Tapi, kata Plato (428-348 SM), dalam Republic, tugas pendidikan adalah membebaskan dan memperbaharui; ada pembebasan dari belenggu ketidaktahuan dan ketidakbenaran. Jadi, mencari kebenaran merupakan tujuan pendidikan. Aristoteles (384-322 SM), murid Plato juga mengarahkan pendidikan kepada kebajikan atau nilai (virtue) individu. Kebajikan atau nilai (virtue) itu mengandung dua aspek yaitu intelektual dan moral. “Intelectual virtue in the main owes both its birth and its growth to teaching, while moral virtue comes about as a result of habit.” (Charless Hummel, Aristotle, p.2).

Pertanyaanya, membentuk manusia yang baik menurut siapa? Dalam Islam, Prof. Al Attas menulis bahwa prinsip dasar dari filsafat pendidikan adalah meraih ridha Allah. Muhammad Abduh mengkritik hasil pendidikan yang pragmatis. Katanya “Pendidikan yang disampaikan sehingga murid bisa memperoleh pekerjaan sebagai tenaga admistrasi di sebuah departemen / perusahaan. Namun, hakikat bahwa jiwanya harus dibentuk dengan pendidikan dan dengan menanamkan nilai-nilai luhur sehingga ia menjadi manusia yang salih, yang dengannya ia bisa mengerjakan tugas-tugas yang dipercayakan kepadanya dalam institusi tersebut ( Fazlur Rahman, Islam and Modernity) Menurutnya, tujuan pendidikan adalah menciptakan manusia.

Senada dengan Abduh, Prof Al- Attas menjelaskan tujuan tersebut adalah menciptakan manusia yang baik, Al Attas menulis “ Orang yang baik adalah orang yang menyadari sepenuhnya tanggung jawab dirinya kepada Tuhan Yang Hak; yang memahami dan menunaikan keadllan terhadap dirinya sendiri dan orang lain dalam masyarakat ; yang terus berupaya meningkatkan setiap aspek dalam dirinya menuju kesempurnaan manusia yang beradab ( Risalah untuk Kaum Muslimin).

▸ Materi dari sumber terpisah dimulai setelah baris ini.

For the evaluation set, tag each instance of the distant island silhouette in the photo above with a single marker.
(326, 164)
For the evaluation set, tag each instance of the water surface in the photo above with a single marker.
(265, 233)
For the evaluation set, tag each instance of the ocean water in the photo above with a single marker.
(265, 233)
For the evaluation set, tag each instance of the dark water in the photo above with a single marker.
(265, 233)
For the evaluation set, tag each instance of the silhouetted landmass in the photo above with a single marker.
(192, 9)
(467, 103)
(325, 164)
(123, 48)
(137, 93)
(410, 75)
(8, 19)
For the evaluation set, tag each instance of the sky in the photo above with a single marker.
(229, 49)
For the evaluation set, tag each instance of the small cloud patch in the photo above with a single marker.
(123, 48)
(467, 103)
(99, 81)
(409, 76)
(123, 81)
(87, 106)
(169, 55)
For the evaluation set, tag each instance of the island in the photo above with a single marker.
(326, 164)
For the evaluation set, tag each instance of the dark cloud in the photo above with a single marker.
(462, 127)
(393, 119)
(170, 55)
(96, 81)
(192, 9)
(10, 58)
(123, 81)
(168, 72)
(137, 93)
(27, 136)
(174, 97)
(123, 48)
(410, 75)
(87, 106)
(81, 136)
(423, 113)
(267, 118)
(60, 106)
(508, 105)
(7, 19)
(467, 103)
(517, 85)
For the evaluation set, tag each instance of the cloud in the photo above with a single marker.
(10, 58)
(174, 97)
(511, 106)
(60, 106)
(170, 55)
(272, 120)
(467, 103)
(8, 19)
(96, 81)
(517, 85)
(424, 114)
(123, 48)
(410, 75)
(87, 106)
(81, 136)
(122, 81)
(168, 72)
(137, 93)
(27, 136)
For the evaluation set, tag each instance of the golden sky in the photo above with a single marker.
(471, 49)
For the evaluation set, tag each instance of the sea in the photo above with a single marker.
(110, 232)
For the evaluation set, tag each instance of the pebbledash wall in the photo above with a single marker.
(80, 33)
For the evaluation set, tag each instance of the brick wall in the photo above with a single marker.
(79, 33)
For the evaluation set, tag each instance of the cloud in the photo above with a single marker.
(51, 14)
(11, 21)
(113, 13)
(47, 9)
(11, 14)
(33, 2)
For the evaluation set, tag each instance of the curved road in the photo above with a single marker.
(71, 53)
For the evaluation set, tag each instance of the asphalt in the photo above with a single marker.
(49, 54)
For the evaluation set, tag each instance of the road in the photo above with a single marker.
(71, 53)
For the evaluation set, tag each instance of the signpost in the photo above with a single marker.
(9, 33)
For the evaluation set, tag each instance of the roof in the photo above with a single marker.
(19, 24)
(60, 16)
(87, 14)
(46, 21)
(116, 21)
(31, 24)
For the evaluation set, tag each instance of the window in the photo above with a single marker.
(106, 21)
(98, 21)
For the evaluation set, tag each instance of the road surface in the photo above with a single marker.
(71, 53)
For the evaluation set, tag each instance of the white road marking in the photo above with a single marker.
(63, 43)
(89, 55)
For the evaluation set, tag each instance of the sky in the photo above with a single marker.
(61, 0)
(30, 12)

Baik mencakup adab dalam pengertian yang menyeluruh meliputi kehidupan spiritual dan material seseorang, yang berusaha menanamkan kualitas kebaikan yang diterimanya ( Aims and Objectife, Al attas). Pengakuan yang ditanam progressif dalam diri manusia- mengenai tempat sebenarnya dari segala sesuatu dalam susunan penciptaan, yang membimbing seseorang pada pengenalan dan pengakuan terhadap keberadaan Tuhan dalam tananan wujud dan eksistensi (Filsafat dan Praktik Pendikan Islam Al Attas, Prof. Wan Mohd Daud)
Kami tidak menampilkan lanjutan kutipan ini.